米女子ゴルフツアーメジャー第2戦「全米女子オープン」(ウィスコンシン州エリン・エリンヒルズ)が29日に開幕する。今季メジャー初戦で西郷真央(23=島津製作所)が優勝するなど、今大会も日本人選手の活躍が期待される中で、特に奮起が必要なのは本格参戦4年目の渋野日向子(26=サントリー)だ。早くも来季シード確保へ正念場という厳しい指摘も飛び出している。

 昨年に大会2勝目を挙げた笹生優花(アース製薬)や2位だった渋野ら、今年も日本人選手がこぞって参戦する。

 4月のメジャー初戦「シェブロン選手権」を制した西郷、先週に米ツアー初優勝を達成した岩井千怜(Honda)、今季1勝の竹田麗央(ヤマエグループHD)らが、優勝争いに絡んでくる可能性は十分。また、昨年9位の小祝さくら(ニトリ)ら、スポット参戦組も上位進出があってもおかしくない実力者が揃う。
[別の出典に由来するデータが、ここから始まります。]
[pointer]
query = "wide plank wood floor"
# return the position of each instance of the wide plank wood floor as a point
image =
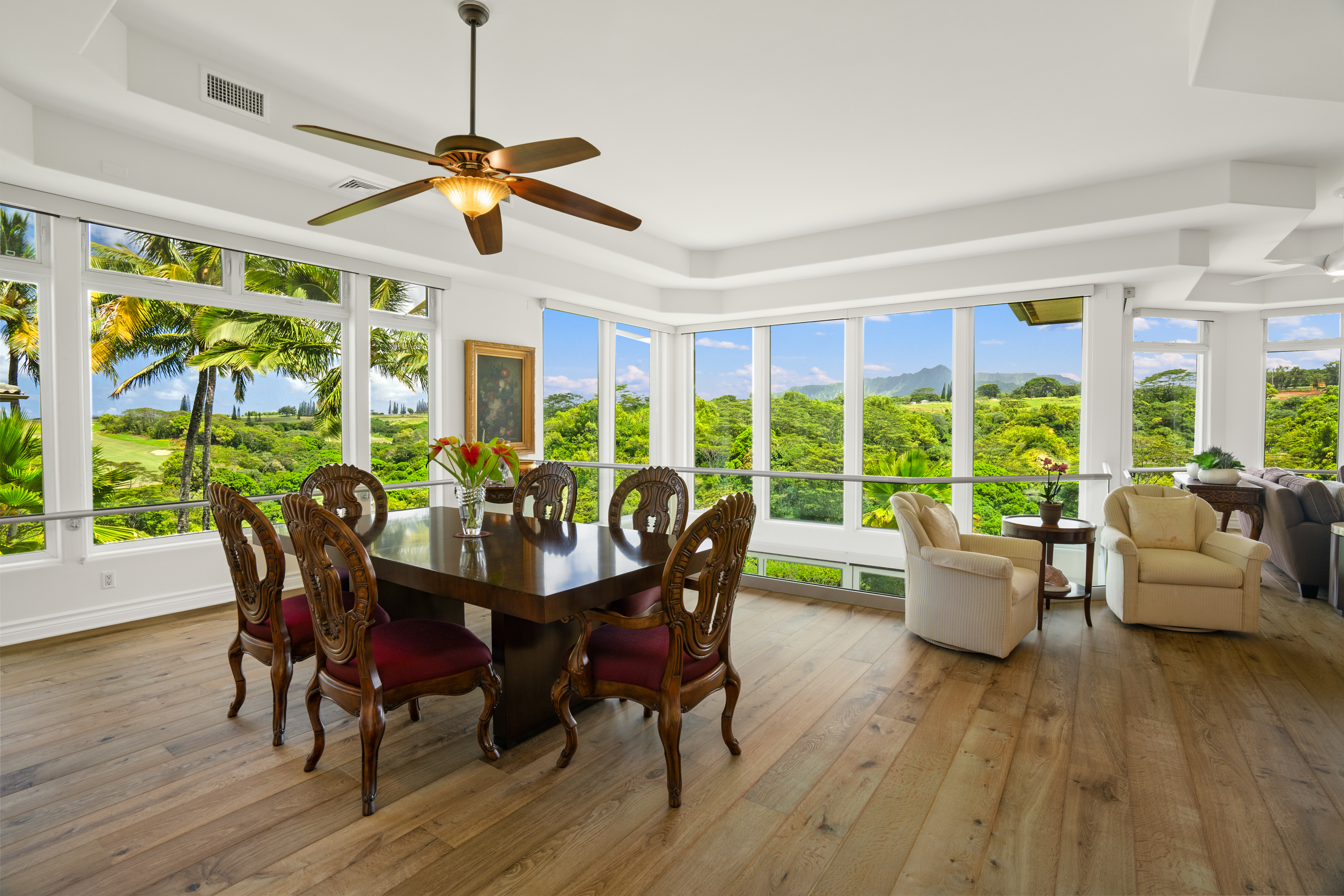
(1113, 759)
 開催コースはリンクスをほうふつとさせ、フェアウエーを外せば長いラフが待ち構えるメジャーならではの高難度セッティングが予想される。2017年に「全米オープン」が行われ、松山英樹(LEXUS)は優勝したブルックス・ケプカ(米国)に次ぐ2位。日本人選手との相性が良いかもしれないだけに、今回も楽しみだ。

 中でも今大会で一変を期待されるのが渋野だ。クラブ契約をフリーにしてボールもチェンジして迎えた今季は、ここまで苦戦中。米ツアーの最高位は44位で、ポイントランキングは120位とシード圏外に沈んでいる。昨季も結果が出ていない状況で迎えた今大会で2位となり、一気にシード入りを確実にした。

 それだけに、ツアー関係者は「渋野選手は大舞台になると強いので、今年も何かやってくれるのではないか」と指摘。昨年大会だけでなく、2022年には、予選落ち続きだった状況から「AIG全英女子オープン」で3位となった実績もある。さらに後輩選手が次々と米ツアーで勝利する姿も、刺激になっているだろう。

 ある意味、巻き返しの条件は揃ったと言えそうだが、前出の関係者はこんな見立てもする。「逆に厳しい結果となった時、流れに乗るきっかけを失ってしまうかもしれない」。今大会後もメジャー3試合を残すものの、悪い流れのままずるずるいってしまい、シード確保へ影響が出かねないというわけだ。

 23年は負傷もあったとはいえ、5大メジャーのうち今大会など3試合で予選落ちしてシード確保に至らなかった。ゴルフ界随一の人気者は、今季を占う上で重要となる一戦を笑顔で終えられるのだろうか。